Found Python: /apps/spack/linux-centos7-x86_64/gcc-9.2.0/python-3.7.6-gi3efxgcxqilpjehkqnxrriedsuedoqu/bin/python3.7
Calling CCPP code generator (ccpp_prebuild.py) for all available suites ...
+ OMP_NUM_THREADS=1
+ make -j 8 VERBOSE=1
/scratch1/NCEPDEV/stmp2/Ratko.Vasic/FV3_RT/rt_260589/compile_001/build_fv3_001/FV3/ccpp/physics/ccpp_static_api.F90(5012): error #6405: The same named entity from different modules and/or program units cannot be referenced. [CDATA]
ierr = FV3_GFS_v16_coupled_p8_sfcocn_time_vary_tsfinal_cap(cdata=cdata)
--------------------------------------------------------------------------------^
compilation aborted for /scratch1/NCEPDEV/stmp2/Ratko.Vasic/FV3_RT/rt_260589/compile_001/build_fv3_001/FV3/ccpp/physics/ccpp_static_api.F90 (code 1)
make[2]: *** [FV3/ccpp/CMakeFiles/fv3ccpp.dir/physics/ccpp_static_api.F90.o] Error 1
make[1]: *** [FV3/ccpp/CMakeFiles/fv3ccpp.dir/all] Error 2
make: *** [all] Error 2
'''
I cloned fresh copy of ufs_weather_model.
I tried again today and the compile 011 is still failing for me on hera.
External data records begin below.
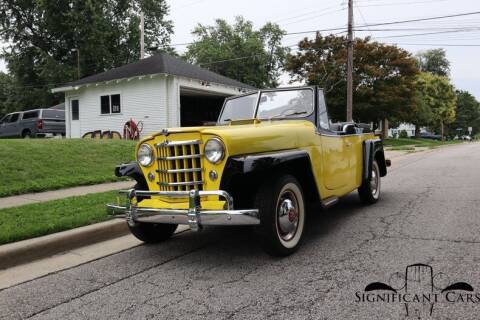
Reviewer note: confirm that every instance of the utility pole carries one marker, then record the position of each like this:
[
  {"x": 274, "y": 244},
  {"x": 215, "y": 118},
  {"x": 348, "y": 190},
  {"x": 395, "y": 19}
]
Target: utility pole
[
  {"x": 350, "y": 62},
  {"x": 78, "y": 61},
  {"x": 142, "y": 35}
]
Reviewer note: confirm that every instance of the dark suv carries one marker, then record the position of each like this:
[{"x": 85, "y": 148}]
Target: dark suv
[{"x": 33, "y": 123}]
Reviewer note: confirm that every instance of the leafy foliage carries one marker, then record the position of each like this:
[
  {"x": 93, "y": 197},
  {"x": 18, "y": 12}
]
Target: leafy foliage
[
  {"x": 435, "y": 98},
  {"x": 43, "y": 33},
  {"x": 254, "y": 57},
  {"x": 467, "y": 114},
  {"x": 7, "y": 91},
  {"x": 383, "y": 76},
  {"x": 434, "y": 61}
]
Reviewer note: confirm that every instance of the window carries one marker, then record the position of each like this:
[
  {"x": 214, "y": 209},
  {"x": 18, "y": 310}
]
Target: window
[
  {"x": 54, "y": 114},
  {"x": 110, "y": 104},
  {"x": 285, "y": 104},
  {"x": 75, "y": 111},
  {"x": 30, "y": 115},
  {"x": 241, "y": 108},
  {"x": 14, "y": 117},
  {"x": 322, "y": 112},
  {"x": 6, "y": 118}
]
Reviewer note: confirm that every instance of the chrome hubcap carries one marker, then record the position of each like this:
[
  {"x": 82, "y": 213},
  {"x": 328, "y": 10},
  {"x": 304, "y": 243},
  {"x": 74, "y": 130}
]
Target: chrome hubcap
[{"x": 287, "y": 215}]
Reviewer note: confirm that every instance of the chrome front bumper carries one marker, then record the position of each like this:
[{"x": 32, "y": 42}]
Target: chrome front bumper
[{"x": 194, "y": 216}]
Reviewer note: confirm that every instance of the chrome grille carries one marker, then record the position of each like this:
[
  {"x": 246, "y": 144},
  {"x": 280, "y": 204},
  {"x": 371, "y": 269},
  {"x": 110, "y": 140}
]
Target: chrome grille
[{"x": 179, "y": 165}]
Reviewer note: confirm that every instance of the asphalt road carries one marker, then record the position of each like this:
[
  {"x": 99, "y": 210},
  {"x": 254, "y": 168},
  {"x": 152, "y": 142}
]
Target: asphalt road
[{"x": 429, "y": 213}]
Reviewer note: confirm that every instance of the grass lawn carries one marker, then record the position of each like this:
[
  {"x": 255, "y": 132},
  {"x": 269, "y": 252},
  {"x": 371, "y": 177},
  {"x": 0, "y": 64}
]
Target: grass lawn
[
  {"x": 396, "y": 144},
  {"x": 34, "y": 165},
  {"x": 40, "y": 219}
]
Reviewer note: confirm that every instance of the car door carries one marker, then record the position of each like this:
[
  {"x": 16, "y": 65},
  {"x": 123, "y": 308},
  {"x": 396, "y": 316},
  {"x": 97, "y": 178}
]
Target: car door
[
  {"x": 335, "y": 152},
  {"x": 11, "y": 127},
  {"x": 3, "y": 125}
]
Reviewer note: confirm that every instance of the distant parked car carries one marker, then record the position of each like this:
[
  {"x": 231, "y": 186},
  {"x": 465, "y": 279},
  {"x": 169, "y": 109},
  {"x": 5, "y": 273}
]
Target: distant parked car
[
  {"x": 428, "y": 135},
  {"x": 33, "y": 123}
]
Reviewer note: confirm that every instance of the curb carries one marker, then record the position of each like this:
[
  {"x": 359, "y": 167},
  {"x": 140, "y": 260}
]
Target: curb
[{"x": 25, "y": 251}]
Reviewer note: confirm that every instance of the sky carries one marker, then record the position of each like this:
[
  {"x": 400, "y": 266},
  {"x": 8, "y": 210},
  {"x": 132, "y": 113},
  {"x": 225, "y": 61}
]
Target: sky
[{"x": 452, "y": 34}]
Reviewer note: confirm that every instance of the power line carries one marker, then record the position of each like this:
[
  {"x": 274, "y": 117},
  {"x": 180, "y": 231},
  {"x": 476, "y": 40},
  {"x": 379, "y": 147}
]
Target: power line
[
  {"x": 427, "y": 33},
  {"x": 436, "y": 44}
]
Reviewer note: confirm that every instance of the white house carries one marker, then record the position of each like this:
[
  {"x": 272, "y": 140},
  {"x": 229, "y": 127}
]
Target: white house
[
  {"x": 407, "y": 127},
  {"x": 161, "y": 91}
]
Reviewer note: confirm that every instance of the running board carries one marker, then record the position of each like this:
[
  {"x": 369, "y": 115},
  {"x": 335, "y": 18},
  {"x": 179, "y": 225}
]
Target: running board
[{"x": 329, "y": 202}]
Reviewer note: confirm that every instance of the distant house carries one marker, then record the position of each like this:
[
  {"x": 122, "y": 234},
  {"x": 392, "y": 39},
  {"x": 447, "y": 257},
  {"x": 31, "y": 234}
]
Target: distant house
[
  {"x": 407, "y": 127},
  {"x": 161, "y": 91}
]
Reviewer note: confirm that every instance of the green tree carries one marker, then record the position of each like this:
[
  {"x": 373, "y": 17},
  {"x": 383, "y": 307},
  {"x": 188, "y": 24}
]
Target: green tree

I have been okay on orion and was going to test that again but there are /work issues.
@JessicaMeixner-NOAA One option is to try to reduce the number of ccpp SDFs in the FV3/ccpp/suites directory to only those actually used by the regression test. This test that is failing does not explicitly list suites, so it tries to build them all. Currently there are more than 90 suite definitions there. Not all of them are used, we use (regression test) only about a third. Can you run this script: /scratch2/NCEPDEV/fv3-cam/Dusan.Jovic/suites_run.sh in FV3/ccpp/suites directory in your working copy, and try to rerun that test again.
I just ran with 90 (out of 91 SDFs) and it worked. I just excluded first one on the list (suite_FV3_CPT_v0.xml). Still have no idea why this is happening, and only to few of us.
suite_FV3_CPT_v0.xml is a deprecated SDF. To reduce the number of SDFs in the suites directory is a good option. And could make it happen soon.
@DusanJovic-NOAA - running with your script first, the regression tests succeeded. I'm with @RatkoVasic-NOAA on the wondering why this is happening to a few of us.
git/28 module requirement (on orion) is case-by-case. If there is git clone issue, the problem is resolved clearly with new version. I am closing this issue. If the issue is persistent, we can re-open the issue.